Asus_EeePAD_Transformer_TF101_49
Asus_EeePAD_Transformer_TF101_49 (Photo credit: blogeee.net)

Last time on Gadget Wisdom, we were asking the question of whether a tablet can be your primary computer.

After we wrote this, we headed off on a long weekend with only an Asus Transformer. This is the original Asus Transformer TF101, not the newer Transformer Prime, but the concept is basically the same. If you want the benefits of a tablet, with the option to produce longer form content as needed, this is a perfect choice.

The tablet is wonderful for consumption of content. There are not enough tablet apps for Android, but there are enough to make us optimistic for the future.

Let’s go over a few of the apps we’ve started to use…

 News Reading

  • Reader HD (Free Version, Ad Free Version) – The best Google Reader app for Android tablets, in our opinion. The developer is very responsive with bug and feature requestss

There are a variety of magazine style news readers that draw from a variety of sources. Even Reader HD offers a magazine mode. We hope the promised version of ReadItLater Pro for tablets arrives soon, but the current version is adequate.

Word Processing/Document Creation

We have yet to find the best document suite for Android tablets.

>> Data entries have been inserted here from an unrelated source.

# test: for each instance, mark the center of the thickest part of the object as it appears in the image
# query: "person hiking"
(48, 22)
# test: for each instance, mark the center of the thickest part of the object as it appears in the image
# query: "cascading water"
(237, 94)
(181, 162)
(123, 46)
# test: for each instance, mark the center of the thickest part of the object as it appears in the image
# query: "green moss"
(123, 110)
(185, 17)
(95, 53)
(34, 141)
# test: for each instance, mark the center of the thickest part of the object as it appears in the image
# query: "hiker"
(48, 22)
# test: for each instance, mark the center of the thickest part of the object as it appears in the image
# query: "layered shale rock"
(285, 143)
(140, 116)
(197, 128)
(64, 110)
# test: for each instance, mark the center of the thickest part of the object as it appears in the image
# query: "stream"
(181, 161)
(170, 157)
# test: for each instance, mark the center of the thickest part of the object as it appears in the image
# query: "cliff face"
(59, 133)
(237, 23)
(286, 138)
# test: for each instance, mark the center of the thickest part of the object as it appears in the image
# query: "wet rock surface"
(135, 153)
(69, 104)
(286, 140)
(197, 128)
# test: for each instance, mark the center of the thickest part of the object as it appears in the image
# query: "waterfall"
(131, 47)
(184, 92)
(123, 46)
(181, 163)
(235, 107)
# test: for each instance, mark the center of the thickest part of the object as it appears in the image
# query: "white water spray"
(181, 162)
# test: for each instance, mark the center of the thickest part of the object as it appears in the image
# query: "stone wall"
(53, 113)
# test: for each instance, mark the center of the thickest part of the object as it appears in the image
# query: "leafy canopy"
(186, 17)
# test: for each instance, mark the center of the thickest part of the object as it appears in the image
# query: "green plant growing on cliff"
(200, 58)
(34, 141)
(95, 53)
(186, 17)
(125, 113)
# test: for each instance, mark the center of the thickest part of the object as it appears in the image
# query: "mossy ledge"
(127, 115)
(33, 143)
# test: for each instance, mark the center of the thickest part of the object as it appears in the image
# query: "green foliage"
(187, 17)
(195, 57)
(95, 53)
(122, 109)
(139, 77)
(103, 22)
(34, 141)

The Transformer comes with Polaris Office, which is not offered in the market. We also have copies of QuickOffice HD and DocumentsToGO.

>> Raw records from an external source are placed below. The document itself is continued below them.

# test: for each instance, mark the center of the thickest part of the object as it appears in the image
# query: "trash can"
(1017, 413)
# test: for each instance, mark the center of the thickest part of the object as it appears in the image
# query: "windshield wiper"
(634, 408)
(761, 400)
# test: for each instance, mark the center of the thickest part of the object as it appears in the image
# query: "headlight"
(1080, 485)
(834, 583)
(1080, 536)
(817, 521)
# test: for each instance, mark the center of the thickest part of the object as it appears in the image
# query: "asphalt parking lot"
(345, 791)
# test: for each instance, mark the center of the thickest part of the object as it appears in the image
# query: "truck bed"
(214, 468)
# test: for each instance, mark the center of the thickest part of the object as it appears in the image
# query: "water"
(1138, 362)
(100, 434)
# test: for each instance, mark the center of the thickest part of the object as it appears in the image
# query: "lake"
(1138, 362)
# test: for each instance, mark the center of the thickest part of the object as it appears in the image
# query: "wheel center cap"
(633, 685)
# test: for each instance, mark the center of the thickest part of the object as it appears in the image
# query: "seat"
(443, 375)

We’ve actually been using a simple text editor, DB Text Editor, which is built into the Dropbox Android client.

We blog, and use WordPress, and WordPress for Android (Market Link) was recently updated and now supports tablets. It is still, like many things, not perfect. Nor is using WordPress in the browsers, but these things continue to get better..

Browsers

There is a build-target for a full build of Chrome for Android, but so far, there isn’t a full browser for Android. But the choice of browsers is not bad. While there is a tablet version of the popular Dolphin Browser, it is still in beta and has not been updated in a while. The HD version works fine for now, as does the Android version of Firefox. We hope to see more in this category in the future.

Email

Gmail is an example of what a good tablet app can be. It works nicely, efficiently, and it is a reference for many other apps.

Finance

Mint’s Android app(Market Link) just updated this week to support tablets. It shows that any app can become an indispensable part of one’s productivity if properly designed.

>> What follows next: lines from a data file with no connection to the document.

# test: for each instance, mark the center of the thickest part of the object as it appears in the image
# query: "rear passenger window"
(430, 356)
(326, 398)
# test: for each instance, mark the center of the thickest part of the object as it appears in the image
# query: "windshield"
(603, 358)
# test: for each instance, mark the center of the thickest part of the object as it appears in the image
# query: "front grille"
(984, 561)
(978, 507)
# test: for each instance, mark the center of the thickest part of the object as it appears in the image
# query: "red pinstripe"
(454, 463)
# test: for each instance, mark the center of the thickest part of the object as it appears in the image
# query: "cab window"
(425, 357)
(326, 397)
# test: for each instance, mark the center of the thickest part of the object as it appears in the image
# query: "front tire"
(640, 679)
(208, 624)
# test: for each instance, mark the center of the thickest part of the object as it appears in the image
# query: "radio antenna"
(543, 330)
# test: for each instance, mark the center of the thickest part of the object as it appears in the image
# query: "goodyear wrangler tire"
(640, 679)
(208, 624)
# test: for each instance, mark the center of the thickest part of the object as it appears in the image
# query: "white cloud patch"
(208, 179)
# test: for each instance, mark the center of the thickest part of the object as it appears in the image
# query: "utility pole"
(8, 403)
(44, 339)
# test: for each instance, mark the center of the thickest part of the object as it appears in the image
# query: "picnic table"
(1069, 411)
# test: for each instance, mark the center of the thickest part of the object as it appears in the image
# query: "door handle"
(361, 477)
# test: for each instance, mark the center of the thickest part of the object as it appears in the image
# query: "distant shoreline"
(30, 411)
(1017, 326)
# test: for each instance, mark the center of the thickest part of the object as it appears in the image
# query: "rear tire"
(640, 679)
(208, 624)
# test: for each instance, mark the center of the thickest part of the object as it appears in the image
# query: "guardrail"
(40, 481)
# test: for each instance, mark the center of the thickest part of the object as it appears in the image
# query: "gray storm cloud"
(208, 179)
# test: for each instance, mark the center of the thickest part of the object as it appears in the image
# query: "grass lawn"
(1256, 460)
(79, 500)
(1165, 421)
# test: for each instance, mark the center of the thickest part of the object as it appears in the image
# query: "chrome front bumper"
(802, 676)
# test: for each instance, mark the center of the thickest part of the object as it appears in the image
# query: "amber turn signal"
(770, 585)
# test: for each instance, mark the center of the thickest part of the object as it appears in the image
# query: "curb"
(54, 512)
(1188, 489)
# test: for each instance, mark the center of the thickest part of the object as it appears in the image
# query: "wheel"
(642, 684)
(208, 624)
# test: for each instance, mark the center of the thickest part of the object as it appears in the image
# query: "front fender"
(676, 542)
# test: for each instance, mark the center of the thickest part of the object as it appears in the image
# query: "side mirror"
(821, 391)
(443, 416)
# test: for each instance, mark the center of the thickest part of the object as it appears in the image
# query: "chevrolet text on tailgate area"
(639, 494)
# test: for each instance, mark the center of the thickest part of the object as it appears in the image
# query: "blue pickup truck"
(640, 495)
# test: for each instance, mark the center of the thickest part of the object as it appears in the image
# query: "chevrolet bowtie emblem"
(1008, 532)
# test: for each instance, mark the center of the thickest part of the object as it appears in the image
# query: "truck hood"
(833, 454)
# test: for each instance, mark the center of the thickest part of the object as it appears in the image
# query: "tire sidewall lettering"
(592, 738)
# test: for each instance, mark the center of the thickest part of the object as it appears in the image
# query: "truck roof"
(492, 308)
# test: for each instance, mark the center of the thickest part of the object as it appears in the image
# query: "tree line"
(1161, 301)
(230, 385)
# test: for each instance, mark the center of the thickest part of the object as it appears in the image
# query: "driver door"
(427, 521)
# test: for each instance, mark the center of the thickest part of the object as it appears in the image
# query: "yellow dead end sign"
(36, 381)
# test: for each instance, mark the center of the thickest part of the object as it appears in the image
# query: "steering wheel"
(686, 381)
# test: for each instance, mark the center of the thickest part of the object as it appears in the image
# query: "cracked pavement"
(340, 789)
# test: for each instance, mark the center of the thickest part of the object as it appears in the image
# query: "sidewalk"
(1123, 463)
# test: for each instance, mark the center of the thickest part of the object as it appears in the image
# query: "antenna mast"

In the end, the market for tablet apps on Android is expanding. There are many good apps so far, including many we haven’t mentioned. There will be more, and the ones we have will only continue to improve.  So, what is the conclusion?

An Android tablet is one of the best options out there for content consumption and simple productivity. For word processing, with the addition of the Transformer’s keyboard dock, it means you can handle your on-the-go and travel word processing. We wouldn’t use it as our primary computer, but having it around means you can use your primary computer less and be more mobile around your house.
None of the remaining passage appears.